Just this month Ghana’s minister for trade and industry, Alan Kyerematen, commented that the Akufo-Addo government was as committed as it has ever been to building a national economic framework that is resilient and robust enough to grow the private sector and remain attractive to outside investors.
He added that this is key tenet of the government’s vision for “Ghana beyond aid” a socioeconomic roadmap for establishing the nation as an independent place of business, investment and market profitability.
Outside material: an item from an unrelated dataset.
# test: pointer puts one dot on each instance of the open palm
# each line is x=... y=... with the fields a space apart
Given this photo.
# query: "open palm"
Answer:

“You know and have seen the good work of our government as we have worked and continue to work on the fundamentals of the economy because we believe that an improved macro- economy is a basic requirement for stimulating the investments we need for the rapid expansion and growth of the Ghanaian economy, and the generation of wealth,” he said.The government’s prudent economic management in its short reign has seen the economic growth move above its initial target of 6.5 percent to 8.5 percent in 2017, a notable increase the 2016 rate of 3.6 percent and represents the highest such recording in the past six years.
In addition there has been a fall in inflation from 15.6 percent at the end of 2016 to a current rate of 10.4 percent, a revival of national industry, which has seen growth swell from a rate of -0.5 percent in 2016 to 17.5 percent in 2017.
“We are also putting in place strong measures to increase revenue mobilisation, by plugging leaks and reforming the existing tax exemption regime,” he added.
These figures surprised many in the international market, most notably a New York Times report said in March : Projections currently suggest that Ghana’s economy will grow from between 8.3 and 8.9 percent in 2018. We took a look at the macro-economic situation of the Ghanaian economy and suggested that the country was set to get back on track following a tough year in 2016; the reality is that this estimate may have been too conservative.”
With this growing economic stability and subsequent prominence on the world stage a number of high profile projects are being either mooted or undertaken in order to increase the market’s contribution to GDP.
Former President John Dramani Mahamabelieves that any boost to this crucial sector “calls for greater interdependence among our countries”, singling out Nigeria and its nearby capital Lagos as a prime partnership candidate.
The plan must, therefore, not focus only on what new tourism facilities to develop, but how to ensure that the State is attractive to tourists- improved and well-developed quality medical services, enhanced transportation services, high speed mobile and data services, and guarantee the security of the people,” he added.
During his time in office Mahama helped introduce the Tourism Act, Act 813 to begin a new direction for the market segment. That law provided, among other facilities a tourism development levy to support the development and promotion of the sector in order to help it become self-sufficient and provides assurance for its continuous development.
“Before leaving office in January 2017, for those of you who know Accra very well, behind the Black Star Square, stretching from our old seat of government, the Osu Castle, we completed arrangements for a massive tourism development project we call the Accra Marine Drive Tourism Investment Project,” he added.
“That whole stretch of land along the coast we call the Marine Drive is to be developed into a world-class, beachfront tourism enclave that will meet the needs of business and leisure tourists. It will also make Ghana an attractive tourism destination in Africa.”